Lembrar-se deles continuamente ajudá-lo-á de duas maneiras. O mais importante é que, lembrando-se desses momentos, será criada a possibilidade deles acontecerem novamente. Se alguém se lembra constantemente de coisas negativas, é muito provável que ela passe pelo mesmo tipo de experiências novamente. Se alguém constantemente se lembra de coisas tristes, é muito provável que ela fique triste novamente, porque ela desenvolverá uma inclinação para aquelas coisas, e esses incidentes continuarão se repetindo em sua vida. Todos estes sentimentos ficam armazenados dentro de você, e cada vez fica mais fácil dessas emoções se repetirem.
Tente observar em si mesmo qual tipo de emoções você tem a tendência de ficar se lembrando. Nós todos temos memórias. Que tipo de experiências você tende a se lembrar? E fique sabendo que quaisquer memórias que você tenha do passado, elas estão sendo plantadas como sementes para o futuro, e você irá colher a mesma experiência no futuro. As suas memórias do passado pavimentam o seu caminho para o futuro.
Conscientemente, esqueça de tudo que é sem valor. E quando tais coisas vierem à sua lembrança, pare e peça àquelas memórias para irem embora.
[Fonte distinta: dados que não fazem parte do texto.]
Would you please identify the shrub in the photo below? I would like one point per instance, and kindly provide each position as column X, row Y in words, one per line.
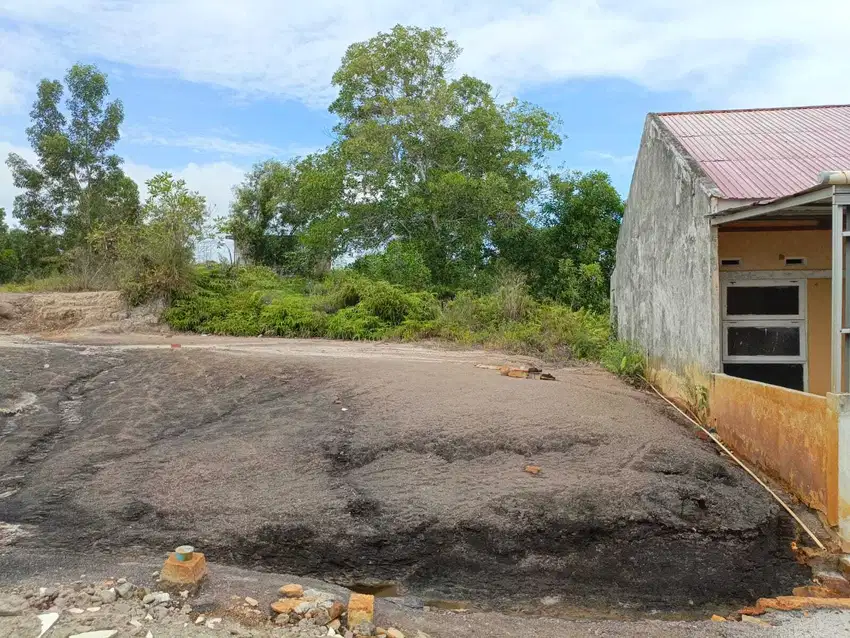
column 400, row 264
column 624, row 359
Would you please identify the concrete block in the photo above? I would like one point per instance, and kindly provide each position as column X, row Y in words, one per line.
column 187, row 573
column 361, row 608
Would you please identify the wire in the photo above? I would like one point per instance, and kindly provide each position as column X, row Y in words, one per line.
column 746, row 469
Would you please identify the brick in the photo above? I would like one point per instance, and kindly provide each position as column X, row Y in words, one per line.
column 286, row 605
column 292, row 591
column 834, row 581
column 361, row 608
column 190, row 572
column 812, row 591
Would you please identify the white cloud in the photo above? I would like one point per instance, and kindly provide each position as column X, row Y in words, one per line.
column 612, row 158
column 201, row 143
column 728, row 52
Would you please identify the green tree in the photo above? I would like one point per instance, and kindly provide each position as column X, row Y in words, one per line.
column 274, row 205
column 432, row 161
column 77, row 184
column 156, row 256
column 567, row 249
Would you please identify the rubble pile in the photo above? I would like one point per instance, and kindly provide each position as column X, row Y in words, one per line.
column 121, row 608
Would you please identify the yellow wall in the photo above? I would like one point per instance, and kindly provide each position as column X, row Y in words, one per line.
column 761, row 250
column 766, row 250
column 819, row 326
column 791, row 435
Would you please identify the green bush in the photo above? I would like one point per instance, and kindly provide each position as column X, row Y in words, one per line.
column 400, row 264
column 347, row 305
column 624, row 359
Elas não têm qualquer utilidade para você. Esqueça todos os espinhos e lembre-se das flores. Devem existir muitos espinhos, mas também existem flores ao redor. Se você lembrar-se das flores, os espinhos de sua vida desaparecerão, e a sua vida ficará preenchida pelas flores. Se você lembrar-se dos espinhos, é possível que as flores de sua vida desapareçam e você ficará apenas com os espinhos.
Depende do indivíduo, que altura ele pretende alcançar. Depende de nós, se queremos viver no céu ou no inferno. Céu e inferno não são lugares geográficos, eles são subjetivos, estados psicológicos. A maioria de vocês está no inferno muitas vezes num mesmo dia, e muitas vezes vocês estão no céu. Mas a maioria está no inferno a maior parte do tempo, e alguns até mesmo se esqueceram o caminho de volta para o céu.
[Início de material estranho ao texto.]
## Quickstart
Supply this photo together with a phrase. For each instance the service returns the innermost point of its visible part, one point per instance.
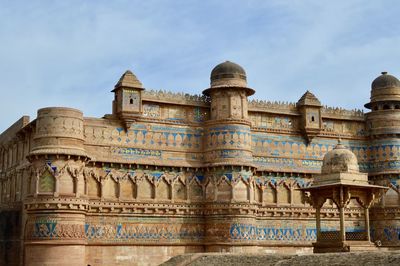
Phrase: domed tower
(127, 104)
(341, 181)
(229, 138)
(383, 124)
(228, 156)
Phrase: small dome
(385, 88)
(227, 69)
(385, 81)
(340, 160)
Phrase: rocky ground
(350, 259)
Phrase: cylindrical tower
(383, 123)
(56, 204)
(229, 159)
(59, 130)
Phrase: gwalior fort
(167, 174)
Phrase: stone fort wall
(177, 181)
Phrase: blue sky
(71, 53)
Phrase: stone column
(366, 214)
(342, 228)
(318, 223)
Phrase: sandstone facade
(171, 173)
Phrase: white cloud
(71, 53)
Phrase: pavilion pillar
(341, 213)
(367, 230)
(318, 223)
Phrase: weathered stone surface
(347, 259)
(171, 173)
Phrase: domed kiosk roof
(228, 75)
(227, 69)
(340, 160)
(385, 88)
(385, 81)
(340, 167)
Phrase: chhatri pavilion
(170, 173)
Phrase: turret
(127, 104)
(384, 118)
(310, 109)
(228, 135)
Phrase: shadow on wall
(10, 243)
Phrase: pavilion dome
(340, 160)
(385, 88)
(385, 81)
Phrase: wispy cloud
(71, 53)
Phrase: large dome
(227, 69)
(228, 75)
(384, 89)
(385, 81)
(340, 160)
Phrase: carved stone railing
(337, 111)
(329, 236)
(358, 236)
(272, 105)
(175, 97)
(350, 236)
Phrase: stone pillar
(342, 227)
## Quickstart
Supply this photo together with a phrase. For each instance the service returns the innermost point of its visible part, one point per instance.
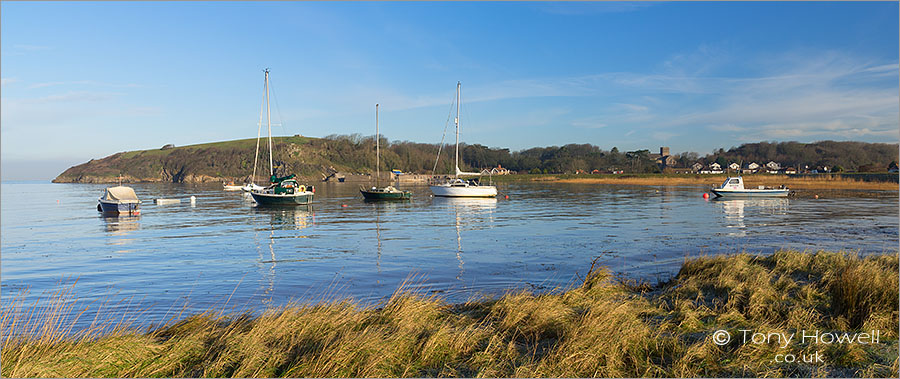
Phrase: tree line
(420, 157)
Mas existem pessoas que estão no céu vinte e quatro horas por dia. Pessoas neste mesmo planeta estão vivendo no céu. Você também pode ser uma delas. Nada existe para impedi-lo. Apenas compreenda alguns princípios básicos e científicos. (...)
... Se eu lhe desse alguns diamantes, como você cuidaria deles? Se você encontrasse um tesouro valioso, como cuidaria dele? Como você o guardaria com segurança? Onde você o guardaria? Você iria querer mantê-lo escondido; você iria querer mantê-lo perto do seu coração. (...)
Proteja essas experiências... Elas são as verdadeiras moedas. Elas podem ter-lhe inspirado, podem ter-lhe dado uma energia renovada, elas podem ter transformado alguma coisa dentro de você, algo novo pode ter se desencadeado em você, um anseio pelo sublime pode ter surgido em você. Assim, cuide dessas experiências..."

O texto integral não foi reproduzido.